Потеряла ли я в этот момент дар речи? Да не то чтобы. Скорее, в принципе забыла об умении складывать звуки в слова, а их – в предложения. Все, что удалось из себя выдавить – это сдавленный сип:

– В-верховенский?..

– Абсолютно верно. – Он откровенно наслаждался моей растерянностью. Даже тонкие усы поправил, чтобы скрыть под этим жестом довольную ухмылку. – Каюсь, грешен – решил посетить ваш спектакль, чтобы понять, будет ли с чем работать или меня ждет долгий и грустный открытый кастинг.

Теперь меня даже не по-осеннему теплое солнце не радовало. Да и вообще, хотелось одновременно спрятаться под одеяло, чтобы не продолжать этот разговор, и вместе с тем – выпытать у него все до мельчайших подробностей.

– И как? Вы остались довольны?

– Нашел пару довольно изящных решений, определенно, – кивнул он. – Заодно захотелось пообщаться с вашим хореографом.

Больше всего я в это мгновение мечтала о том, чтобы спросить, к чему были цветы. Рано было, конечно, тешить себя надеждой, что я ему понравилась и он тут же признает меня лучшей Маргаритой, но так хотелось! Все-таки самоуверенность – проблема любого артиста. К счастью, он заметил, как градус любопытства на моем лице повышается с каждой секундой, и даже смог без уточнений понять, что это значит.

– Я решил подарить цветы тому или той, кто меня рассмешит. А смотреть на ваше противостояние с этой несчастной колонной было забавно. Нет, вы, бесспорно, были очаровательны… – торопливо добавил он, заметив, похоже, как вытягивается мое лицо.

Даже в своих оправданиях он был так старомодно-прекрасен, что я просто не могла дальше расстраиваться. Так что атмосфера между нами продолжала сохраняться непринужденной тот десяток минут, после которых он распахнул передо мной дверь театра.

Глава 5

Ох уж этот синдром отличницы, требующий приходить на экзамены раньше всех! И на пробы, как выяснилось, тоже. В театре еще практически никого не было – так, Эмилия Львовна промелькнула где-то на периферии, да из репзала раздавались удары деревянным мечом. Чаще всего – по такому же мечу, но особо удачные попадания сопровождались громким «Ай!» и последующей лексикой различной степени экспрессивности.

У меня почти получилось ото всех спрятаться. Почти – потому что наши с Олегом мысли сошлись практически полностью, и мы удивительно синхронно выбрали для пряток прибежище наших костюмеров. Среди обилия платьев, фраков и прочих костюмов не то что двух людей – корову спрятать можно было. А если постараться, то и двух.

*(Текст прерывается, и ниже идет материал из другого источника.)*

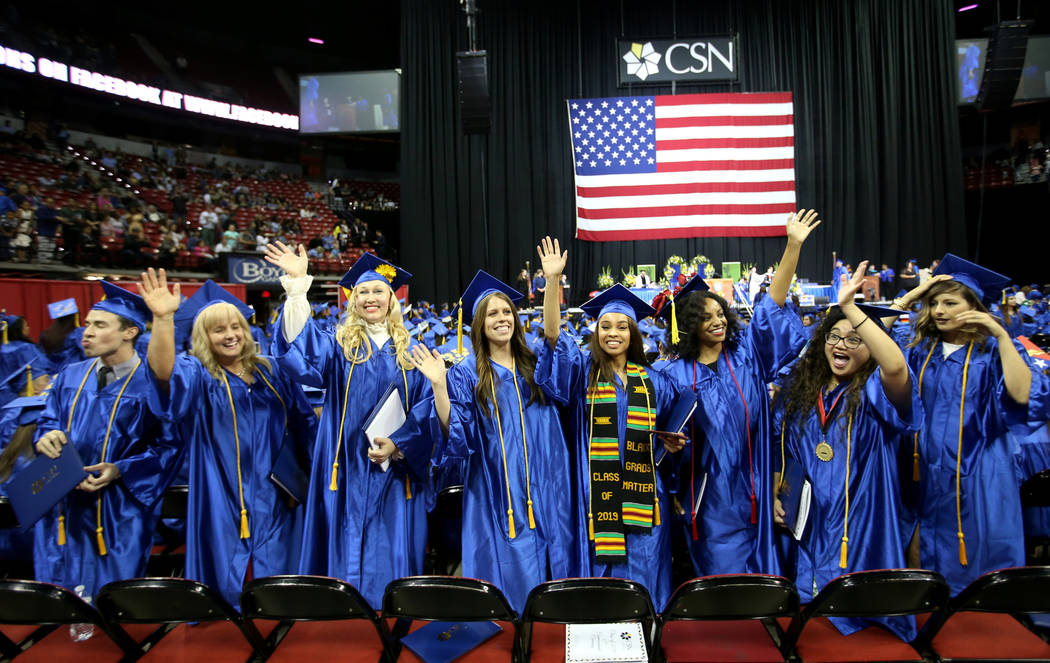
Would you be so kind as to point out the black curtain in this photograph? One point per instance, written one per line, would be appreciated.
(876, 126)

Моему появлению он, на удивление, не обрадовался. Хотя скорее просто его не заметил. Он сидел на полу, обхватив руками колени, и смотрел перед собой настолько пустым взглядом, словно его попросили в уме решить большую теорему Ферма. Нормальный человек не стал бы его беспокоить в таком состоянии. Поэтому я тут же тронула его за плечо.

Голову Олег повернул ко мне медленно и словно бы нехотя, довольно качественно пародируя лишенного заряда андроида.

– Чего надо?

– Ты удивишься, но люди обычно при встрече здороваются. Абсолютно вредная привычка, согласна.

Сарказм на него немного подействовал. По крайней мере, в глазах забрезжила искра понимания того, что он в помещении не один. Олег с силой провел руками по лицу и сказал уже гораздо больше похожим на человеческий голосом:

– Прости, мелкая, задумался. Ты давно тут?

– Только подошла. Что-то случилось? Выглядишь так, словно у всех через два часа пробы, а у тебя лоботомия.

Этой неуклюжей шутки он даже не заметил. Или просто принял ее за чистую монету.

– А сегодня все такие будут, ты не знаешь, что ли? Точно, не знаешь, ты же в таком масштабе еще не участвовала, – он тут же смущенно поправился, как будто боялся меня обидеть. Олег. Меня. Обидеть. Интересно, в каком из подмосковных лесов сейчас сдохло что-то очень крупное?

– Слушай, ты меня прости, конечно, но выглядишь так, будто тебе срочно надо выпить. И я про валерьянку, если что. Это кастинг, а не конец света. Ну не пройдем, ну, обидно будет, но это же не повод так убиваться. Ты же так не убьешься.

Кажется, заговори я внезапно на суахили – он и то удивился бы меньше. Несколько секунд он молчал – видимо, прикидывал, как бы половчее объяснить то, что всем, кроме меня, и так понятно. «Теория кастингов для идиотов», том первый, страница четвертая.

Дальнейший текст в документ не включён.